Les jours s'étiraient, non pas dans une monotonie rassurante, mais dans une sorte de brouillard sensoriel, une altération subtile de la perception qui touchait chacun d'eux, et par extension, le reste du monde. Ce n'était pas une maladie, pas une hallucination collective, mais quelque chose de plus fondamental, une réinitialisation de la façon dont l'existence était vécue. Aris, d'abord, fut le plus surpris par ces changements. Lui, le bastion de la logique implacable, le sceptique par excellence, se retrouvait à percevoir des nuances de lumière qui n'auraient dû exister, des échos de sons qui n'avaient pas de source apparente. Il avait toujours été obsédé par les anomalies quantiques, ces bizarreries de la nature qui défiaient la compréhension, mais ceci… ceci était d'un autre ordre.
« C’est comme si… comme si la trame même de la réalité était devenue plus… poreuse, » murmura-t-il un soir, seul dans son laboratoire désordonné, les yeux fixés sur un écran affichant des courbes chaotiques. Il se rappelait la vision, la fulgurance fugace des années auparavant, une image qui avait traversé son esprit comme un éclair, une image de ce monde, mais qu'il avait balayée d'un revers de main, la reléguant au rang de fatigue mentale.
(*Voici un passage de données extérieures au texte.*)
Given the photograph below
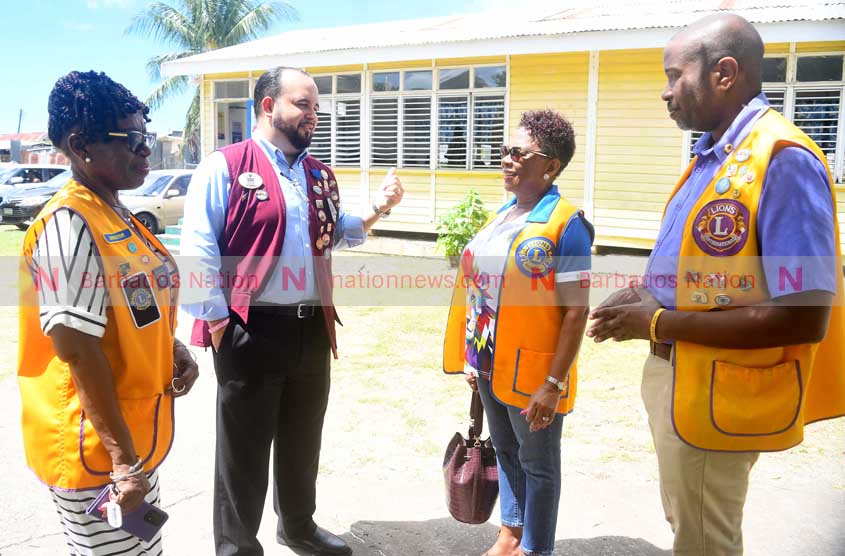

Désormais, cette vision refaisait surface, insidieuse, lui murmurant à l'oreille qu'il avait eu tort, qu'il avait manqué l'essentiel.
Elara, quant à elle, ressentait une connexion accrue avec les murmures du passé. Les vieux parchemins, les manuscrits oubliés qu'elle avait tant de fois manipulés, semblaient désormais vibrer d'une vie nouvelle. Elle pouvait presque entendre les voix de ceux qui les avaient écrits, percevoir leurs émotions, leurs espoirs, leurs peurs. Une nuit, alors qu'elle feuilletait un codex poussiéreux, une douce chaleur émana de l'artefact qu'elle portait toujours autour du cou, un objet hérité de sa grand-mère, dont elle n'avait jamais compris la nature. Le métal, froid d'ordinaire, était devenu tiède, presque vivant, vibrant en phase avec les mots anciens qui défilaient sous ses doigts. Elle se demandait si ce n'était pas un signe, une confirmation que sa quête avait un sens, même si le poids des doutes ne la quittait jamais vraiment.